Currently, I am working on several projects studying feeding behaviors and metabolism in a circadian context at Loyola University of Chicago (LUC) while keeping one foot firmly rooted in the evolutionary-developmental research of my PhD studying morphological evolution at Michigan State University (MSU).
Regulation of Circadian Feeding Rhythms
Circadian patterns of behavioral and physiological activity are ubiquitous across nearly all biological life, from single-celled cyanobacteria, up through plants, fungi, and animals. The synchronization of activity patterns to the 24 hour cycles of a day on Earth is the result of endogenous molecular clocks that track time using feedback loops of specific proteins rather than hands on an actual clock. By tapping into that molecular machinery, organisms are able to properly time when to move, eat, sleep, reproduce, etc.
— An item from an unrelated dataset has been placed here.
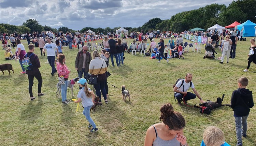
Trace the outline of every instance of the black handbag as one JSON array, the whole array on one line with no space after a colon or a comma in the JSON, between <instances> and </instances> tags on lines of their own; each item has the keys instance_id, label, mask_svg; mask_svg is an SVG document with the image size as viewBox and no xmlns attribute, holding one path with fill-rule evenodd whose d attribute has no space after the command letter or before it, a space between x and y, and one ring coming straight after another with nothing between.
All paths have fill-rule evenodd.
<instances>
[{"instance_id":1,"label":"black handbag","mask_svg":"<svg viewBox=\"0 0 256 146\"><path fill-rule=\"evenodd\" d=\"M104 60L102 60L102 66L101 66L101 68L100 68L100 72L99 72L99 74L98 74L98 75L97 75L97 76L95 77L91 76L91 77L89 79L89 81L88 81L88 84L97 85L98 84L98 77L99 75L100 74L100 71L101 70L102 67L103 66L103 64L104 63L103 61L104 61Z\"/></svg>"}]
</instances>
For decades, Drosophila locomotion has been used to study circadian control of rest:activity patterns, uncovering the core molecular clock present across taxa in the process. As technology continues to advance additional behaviors have become tractable, including the ability to automatically record feeding in flies over the course of a week or more. The Fly Liquidfood Interaction Counter (FLIC) uses electrical charges to measure when a fly feeds from a liquid food source while standing on a charged metal disc. Using this newly-developed system one major component of my research is understanding molecular and genetic regulation of circadian feeding rhythms.
Entrainment of Circadian Clocks by Food Availability
It is well established that a host of taxa posses an internal clock that helps align activity to the 24 hour period of a day. It is also true that the exact period of an organisms internal clock deviates slightly from 24 hours, representative of the adaptability of the clock to accommodate environmental variation, such as seasonal changes in day length. To keep the endogenous clock aligned with prevailing environmental conditions, certain stimuli have the capacity to "carry along" the clock in alignment with the environment in a process called entrainment. Light exposure is the most obvious of entrainment signals, also called zeitgebers (= "time givers" in German), an environmental signal that enables organisms to be in exact alignment with the rest of their surroundings.
Food availability is another zeitgeber that has been demonstrated in several vertebrate systems, but how food entrainment works is unclear, partially due to the complexity of the animals being studied. Understanding the mechanisms by which consumption of nutrition coordinates behavioral and physiological cycles of activity is a promising avenue of research that may be able to address the continued epidemic of metabolic disorders across the world. Given the homologies between fruit flies and mammals, I am working to use Drosophila to unravel the pathways of food entrainment in a less complex system, the findings of which can then be applied to vertebrates. To investigate food entrainment in flies, I have collaborated with the engineering department at LUC to 3D print a custom food well-plate that allows me to control when flies are able to eat while simultaneously recording their activity patterns via a Drosophila Activity Monitor (DAM).
Morphological Evolution and the Regulation of Trait Size
The evolution of morphological variation across taxa is largely a question of changes in the proportional size between the same or similar sets of traits rather than the evolution of novel features. To study the proportional size of traits in relation to one another, also called allometries, I focused on the growth and development of male Drosophila melanogaster genitalia which exhibit a particular scaling relationship with overall body size that is distinct from most other traits. I also developed a mathematical model of proportional trait development to probe the theoretical ability of traits to evolve in covariation with one another within a single body plan. The results of my dissertation indicated that the regulation of trait development plays a key role in the evolutionary trajectories of those same traits. Allometries were the focus of my dissertation work at MSU, and are an area of research that I hope to continue exploring throughout my scientific career.